第225話 まだまだ準備体操といった具合だな
夕食を食べ終え、運動場へとやって来た。
そこには既に、ファティマとパルフェナも到着しており、パーティーメンバーが揃ったことになる。
「確認だけれど……魔力の使用は怪我や体力の回復に限定し、あとは時間いっぱいまでアレス対私たち4人の模擬戦を続けるということでいいかしら?」
「ああ、もちろんだ」
「結構……では、準備もできているようだし、早速始めましょうか」
「よっしゃ、どっからでもかかって来い!!」
こうして、ファティマの号令の下、耐久模擬戦が開始される。
ちなみにではあるが、今回1人で4人を相手にしなければならないことから小回りと防御を重視して、木製ナイフ二刀流でいくことにした。
そして、4人はサッと陣形を組み、向かって来る。
まずは正面からロイターが、あまり大振りすることなく、コンパクトに木剣を振るってくる。
それを最小限の動きで対処する。
その際、機動力のあるサンズが俺の隙を見計らって、死角から一撃を放ってくる。
さすがに、サンズの木製大剣から繰り出される重たい一撃を木製ナイフで受けるのは分が悪いだろう。
そのため、回避を選択。
「そこっ!」
サンズの一撃を回避した先で、パルフェナの木製薙刀による突きが俺を襲う。
「まだだ!」
息つく暇もなく回避を繰り返す。
だが、その着地点にもファティマが待ち構えており、扇による一撃を狙っていた。
「舐めんな!」
そんなファティマの一撃を、左手のナイフで迎撃。
さらに右手のナイフで一突きしようとしたが……
「こっちにもいるぞ!」
ロイターが横から木剣を突き込んで来る。
また、後ろからサンズとパルフェナも迫って来る。
「チッ!」
囲まれると危険なため、緊急離脱を図る。
そうして多少の距離が空いたところで態勢を立て直し、4人の追撃に備える。
それにプラスして、魔力操作をフル回転し、空気中の魔素の取り込みから魔力、魔力から体力への変換を急ぐ。
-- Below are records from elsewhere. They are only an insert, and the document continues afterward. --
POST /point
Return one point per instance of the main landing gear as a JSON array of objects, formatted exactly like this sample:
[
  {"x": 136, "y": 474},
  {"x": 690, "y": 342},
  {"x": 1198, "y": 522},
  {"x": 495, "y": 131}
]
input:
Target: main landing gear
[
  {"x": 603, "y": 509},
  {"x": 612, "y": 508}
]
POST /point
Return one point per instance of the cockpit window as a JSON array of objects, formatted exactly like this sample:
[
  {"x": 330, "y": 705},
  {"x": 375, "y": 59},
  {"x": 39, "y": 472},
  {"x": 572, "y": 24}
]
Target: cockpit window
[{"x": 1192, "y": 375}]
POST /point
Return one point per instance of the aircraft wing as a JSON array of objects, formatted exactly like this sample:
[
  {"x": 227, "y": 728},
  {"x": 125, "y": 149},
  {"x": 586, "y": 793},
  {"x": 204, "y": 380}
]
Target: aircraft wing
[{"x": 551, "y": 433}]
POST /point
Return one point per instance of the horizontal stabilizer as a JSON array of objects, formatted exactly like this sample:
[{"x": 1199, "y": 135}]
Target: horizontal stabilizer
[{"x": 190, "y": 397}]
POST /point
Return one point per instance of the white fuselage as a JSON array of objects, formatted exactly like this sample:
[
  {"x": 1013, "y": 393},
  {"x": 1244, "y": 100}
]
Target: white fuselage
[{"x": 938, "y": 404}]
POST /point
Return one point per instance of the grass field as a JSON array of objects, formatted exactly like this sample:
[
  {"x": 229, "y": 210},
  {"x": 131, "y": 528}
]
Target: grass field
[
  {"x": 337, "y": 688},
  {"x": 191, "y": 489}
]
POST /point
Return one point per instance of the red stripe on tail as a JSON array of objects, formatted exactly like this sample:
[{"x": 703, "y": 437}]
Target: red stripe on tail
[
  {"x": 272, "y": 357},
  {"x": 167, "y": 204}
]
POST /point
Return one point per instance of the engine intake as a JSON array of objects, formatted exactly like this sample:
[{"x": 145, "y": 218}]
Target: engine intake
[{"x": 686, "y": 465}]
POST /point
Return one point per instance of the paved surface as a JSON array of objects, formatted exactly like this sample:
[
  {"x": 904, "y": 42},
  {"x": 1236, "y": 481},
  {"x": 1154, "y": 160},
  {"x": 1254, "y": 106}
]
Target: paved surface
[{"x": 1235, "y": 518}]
一応並行しておこなうようにはしていたが、やはり魔力操作のほうがおろそかになりがちなのは否めない。
よって、このようなちょっとした隙間時間に念入りにやっておく。
「4人相手になかなか耐えるじゃないか」
「フッ、まだまだ準備体操といった具合だな」
そんなふうにして、ロイターと軽口を叩き合う。
とはいえ、正直なところそこまで余裕があるわけでもない。
もっともっとギアを上げていかねばな!
「うぉぉぉぉ! どんどん来いやぁ!!」
こうして時間いっぱいまでひたすら、耐久模擬戦を満喫したのだった。
そして、なんとか戦闘不能に陥ることなく戦い抜くことができた。
そんなわけで、談話室へ場所を移し、反省会を始める。
「結局、時間いっぱいまで耐えきられるとはな」
「はい、そこは悔しいものがありますね」
「ホントにねぇ、当てた! って思っても、すぐ回復しちゃうし」
「そうね」
「フッ」
ここでニヒルに笑って見せた。
とはいえ、いいのをもらう度に骨折なんかもしながらだったので、かなりギリギリだった。
あと、俺のほうも4人のうち誰にも有効打を与えていない。
そのため、魔力のゴリ押しによる回復力のおかげで気絶等の戦闘不能にならずに済んだだけというわけだ。
むしろ、そこを悔しがるべきといえるだろう。
正直、もう少しいけるだろうと思っていなかったといえば、うそになる。
ふむ……レミリネ流剣術を完璧に使いこなすには、まだまだ先が長いということだな。
もっと精進せねば。
そうして、模擬戦中の場面ごとの振り返りを丁寧にして、反省会を終えた。
あとはお決まりのコースで、大浴場で模擬戦の疲れを癒し、自室に戻る。
そこで今日からは、筋トレを軽めにして勉強の比重を高めるつもりだ。
そんな感じで勉強を続け、眠気が強まってきたら、ベッドに座り精密魔力操作をする。
途中で寝てしまっても構わないぐらいのつもりで、眠りに落ちる最後の瞬間まで精密魔力操作をするわけだ。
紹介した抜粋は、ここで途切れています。